音楽ジャーナリスト高橋芳朗さんによる洋楽コラム(2020/01/17)

「オスカー作品賞ノミネート! 映画『フォードvsフェラーリ』をより楽しむための音楽ガイド」

【高橋芳朗】
本日はこんなテーマでお送りします! 「オスカー作品賞ノミネート! 映画『フォードvsフェラーリ』をより楽しむための音楽ガイド」。

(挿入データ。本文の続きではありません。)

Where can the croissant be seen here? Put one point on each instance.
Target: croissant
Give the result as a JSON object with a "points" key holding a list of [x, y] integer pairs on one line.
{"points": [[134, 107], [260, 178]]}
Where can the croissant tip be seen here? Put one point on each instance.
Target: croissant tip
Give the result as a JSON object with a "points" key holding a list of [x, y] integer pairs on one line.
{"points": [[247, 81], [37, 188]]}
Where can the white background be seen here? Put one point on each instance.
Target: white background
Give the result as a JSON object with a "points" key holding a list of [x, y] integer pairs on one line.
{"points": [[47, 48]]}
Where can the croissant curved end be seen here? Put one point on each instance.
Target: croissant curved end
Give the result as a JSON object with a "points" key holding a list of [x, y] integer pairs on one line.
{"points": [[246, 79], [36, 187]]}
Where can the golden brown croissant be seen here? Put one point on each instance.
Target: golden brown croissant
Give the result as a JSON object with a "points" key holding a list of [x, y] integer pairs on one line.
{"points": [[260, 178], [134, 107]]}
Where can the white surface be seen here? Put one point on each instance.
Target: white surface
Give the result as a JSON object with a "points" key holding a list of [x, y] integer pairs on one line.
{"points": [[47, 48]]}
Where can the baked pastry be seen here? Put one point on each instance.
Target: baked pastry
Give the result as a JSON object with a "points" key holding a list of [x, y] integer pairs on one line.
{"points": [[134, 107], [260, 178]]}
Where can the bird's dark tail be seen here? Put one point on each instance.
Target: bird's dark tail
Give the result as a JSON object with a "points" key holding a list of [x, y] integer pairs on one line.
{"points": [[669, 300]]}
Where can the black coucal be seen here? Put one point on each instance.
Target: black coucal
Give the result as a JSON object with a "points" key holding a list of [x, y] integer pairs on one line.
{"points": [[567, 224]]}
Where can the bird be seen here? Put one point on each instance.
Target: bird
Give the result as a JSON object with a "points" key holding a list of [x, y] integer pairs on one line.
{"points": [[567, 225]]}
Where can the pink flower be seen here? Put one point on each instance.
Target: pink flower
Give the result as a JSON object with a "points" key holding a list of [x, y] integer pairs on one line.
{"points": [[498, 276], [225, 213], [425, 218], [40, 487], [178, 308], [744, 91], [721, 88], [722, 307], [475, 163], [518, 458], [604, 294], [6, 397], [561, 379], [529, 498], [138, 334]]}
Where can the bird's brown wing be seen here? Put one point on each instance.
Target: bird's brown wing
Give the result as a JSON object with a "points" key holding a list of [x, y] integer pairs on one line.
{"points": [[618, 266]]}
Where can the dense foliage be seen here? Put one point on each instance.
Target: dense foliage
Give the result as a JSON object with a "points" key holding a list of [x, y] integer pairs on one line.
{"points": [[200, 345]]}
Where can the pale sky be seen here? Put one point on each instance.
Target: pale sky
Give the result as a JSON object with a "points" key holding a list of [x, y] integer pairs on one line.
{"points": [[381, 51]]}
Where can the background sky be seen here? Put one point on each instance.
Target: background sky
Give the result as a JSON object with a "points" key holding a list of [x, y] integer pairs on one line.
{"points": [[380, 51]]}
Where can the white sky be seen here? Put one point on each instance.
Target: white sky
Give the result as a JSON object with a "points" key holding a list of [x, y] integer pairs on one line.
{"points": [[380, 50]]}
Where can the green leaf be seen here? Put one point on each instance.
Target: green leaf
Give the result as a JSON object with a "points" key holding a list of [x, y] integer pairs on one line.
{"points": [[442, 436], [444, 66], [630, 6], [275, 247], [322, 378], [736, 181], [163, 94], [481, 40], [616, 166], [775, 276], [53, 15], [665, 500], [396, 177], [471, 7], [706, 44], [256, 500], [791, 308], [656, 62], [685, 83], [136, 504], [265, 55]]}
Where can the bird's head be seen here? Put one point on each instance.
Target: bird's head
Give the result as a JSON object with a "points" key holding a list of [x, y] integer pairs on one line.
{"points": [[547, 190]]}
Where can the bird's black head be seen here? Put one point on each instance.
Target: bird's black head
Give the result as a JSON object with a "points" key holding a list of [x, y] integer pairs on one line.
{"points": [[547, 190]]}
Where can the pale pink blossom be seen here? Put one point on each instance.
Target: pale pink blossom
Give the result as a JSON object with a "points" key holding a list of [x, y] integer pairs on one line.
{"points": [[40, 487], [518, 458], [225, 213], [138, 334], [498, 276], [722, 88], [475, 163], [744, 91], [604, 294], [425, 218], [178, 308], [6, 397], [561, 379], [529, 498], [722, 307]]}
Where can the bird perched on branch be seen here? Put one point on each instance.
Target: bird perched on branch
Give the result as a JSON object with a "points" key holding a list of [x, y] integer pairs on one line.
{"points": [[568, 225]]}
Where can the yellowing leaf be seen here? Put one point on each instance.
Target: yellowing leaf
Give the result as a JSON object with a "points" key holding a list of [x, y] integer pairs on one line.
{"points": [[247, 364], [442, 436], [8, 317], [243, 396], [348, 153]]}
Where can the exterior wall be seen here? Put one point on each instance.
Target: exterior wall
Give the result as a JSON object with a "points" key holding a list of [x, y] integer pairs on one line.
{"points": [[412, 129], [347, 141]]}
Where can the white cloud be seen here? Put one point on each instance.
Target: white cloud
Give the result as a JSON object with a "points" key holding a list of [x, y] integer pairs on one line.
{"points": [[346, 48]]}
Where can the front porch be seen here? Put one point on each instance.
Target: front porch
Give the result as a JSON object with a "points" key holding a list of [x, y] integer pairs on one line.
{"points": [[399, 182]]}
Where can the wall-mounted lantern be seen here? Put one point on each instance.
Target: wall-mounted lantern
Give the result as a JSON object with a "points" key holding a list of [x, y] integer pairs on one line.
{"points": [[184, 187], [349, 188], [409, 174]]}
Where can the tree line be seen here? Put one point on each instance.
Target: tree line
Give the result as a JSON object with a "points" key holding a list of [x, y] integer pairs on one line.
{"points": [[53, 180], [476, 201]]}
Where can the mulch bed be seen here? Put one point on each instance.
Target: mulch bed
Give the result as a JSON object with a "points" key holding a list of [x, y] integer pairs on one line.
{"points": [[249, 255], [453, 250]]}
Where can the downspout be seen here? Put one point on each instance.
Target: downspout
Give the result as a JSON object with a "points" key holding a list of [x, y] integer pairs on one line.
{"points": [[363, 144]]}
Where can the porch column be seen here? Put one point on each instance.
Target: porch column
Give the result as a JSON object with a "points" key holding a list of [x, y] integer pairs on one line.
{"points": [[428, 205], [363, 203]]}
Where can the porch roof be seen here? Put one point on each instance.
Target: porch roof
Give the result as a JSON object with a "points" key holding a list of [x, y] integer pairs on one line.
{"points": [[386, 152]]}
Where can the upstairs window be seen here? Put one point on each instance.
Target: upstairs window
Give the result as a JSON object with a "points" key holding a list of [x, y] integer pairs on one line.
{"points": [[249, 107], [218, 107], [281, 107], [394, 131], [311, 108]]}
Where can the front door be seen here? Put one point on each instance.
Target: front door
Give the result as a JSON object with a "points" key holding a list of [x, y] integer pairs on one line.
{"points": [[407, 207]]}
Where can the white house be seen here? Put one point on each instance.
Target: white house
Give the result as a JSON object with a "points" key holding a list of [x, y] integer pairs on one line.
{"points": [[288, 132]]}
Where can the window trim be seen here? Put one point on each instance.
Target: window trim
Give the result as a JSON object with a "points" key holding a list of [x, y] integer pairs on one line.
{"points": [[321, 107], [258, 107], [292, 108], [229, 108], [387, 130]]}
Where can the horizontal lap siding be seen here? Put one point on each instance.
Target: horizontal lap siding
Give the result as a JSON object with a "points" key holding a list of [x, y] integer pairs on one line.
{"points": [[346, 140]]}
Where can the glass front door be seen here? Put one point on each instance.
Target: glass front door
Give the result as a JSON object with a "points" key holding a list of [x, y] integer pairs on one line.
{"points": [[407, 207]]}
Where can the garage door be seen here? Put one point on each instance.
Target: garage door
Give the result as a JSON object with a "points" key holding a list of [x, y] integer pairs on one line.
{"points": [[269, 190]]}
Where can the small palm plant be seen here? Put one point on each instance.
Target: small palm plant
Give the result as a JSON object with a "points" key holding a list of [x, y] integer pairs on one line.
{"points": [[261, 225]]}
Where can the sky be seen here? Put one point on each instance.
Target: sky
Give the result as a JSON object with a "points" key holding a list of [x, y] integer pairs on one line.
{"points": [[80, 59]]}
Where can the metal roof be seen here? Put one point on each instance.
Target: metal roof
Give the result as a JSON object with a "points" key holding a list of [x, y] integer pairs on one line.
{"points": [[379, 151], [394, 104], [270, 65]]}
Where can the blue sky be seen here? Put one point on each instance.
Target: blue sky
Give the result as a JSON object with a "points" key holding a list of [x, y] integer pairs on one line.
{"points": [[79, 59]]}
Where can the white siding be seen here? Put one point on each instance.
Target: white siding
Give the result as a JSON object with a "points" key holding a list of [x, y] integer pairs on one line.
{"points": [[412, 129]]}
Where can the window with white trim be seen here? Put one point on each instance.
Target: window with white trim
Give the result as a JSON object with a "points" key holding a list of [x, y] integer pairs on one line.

映画の劇中で使われている音楽を解説するシリーズですね。今回は先週10日より公開、第92回アカデミー賞作品賞にノミネートされた『フォードvsフェラーリ』を取り上げたいと思います。

【ジェーン・スー】
意外! 音楽がフィーチャーされた映画というイメージがなかったなー。

【高橋芳朗】
あー、確かにそんなところはあるかもね。では、まずは映画の概要を。「1966年のル・マン24時間レースをめぐる実話を映画化した伝記ドラマ。フォードモーター社からル・マンでの勝利を命じられた男たちが、王者フェラーリを打ち負かすため意地とプライドをかけた戦いに挑む。監督/脚本は『LOGAN ローガン』『ウォーク・ザ・ライン/君につづく道』のジェームズ・マンゴールド。主演はこれが初共演になるマット・デイモンとクリスチャン・ベール」。

【ジェーン・スー】
マット・デイモンとクリスチャン・ベールは初共演なんだね。

【高橋芳朗】
結論から言うとめちゃくちゃおもしろかったです。CGを極力排除したレースシーンの迫力は前評判通り。やはり大画面大音量で楽しんでこその映画という気はしますね。あと、物語としては『フォードvsフェラーリ』であると同時に『フォード上層部vsマット・デイモン』の要素も結構強くて。企業間の戦いと並行して描かれる現場と経営陣の戦いも見応えがありました。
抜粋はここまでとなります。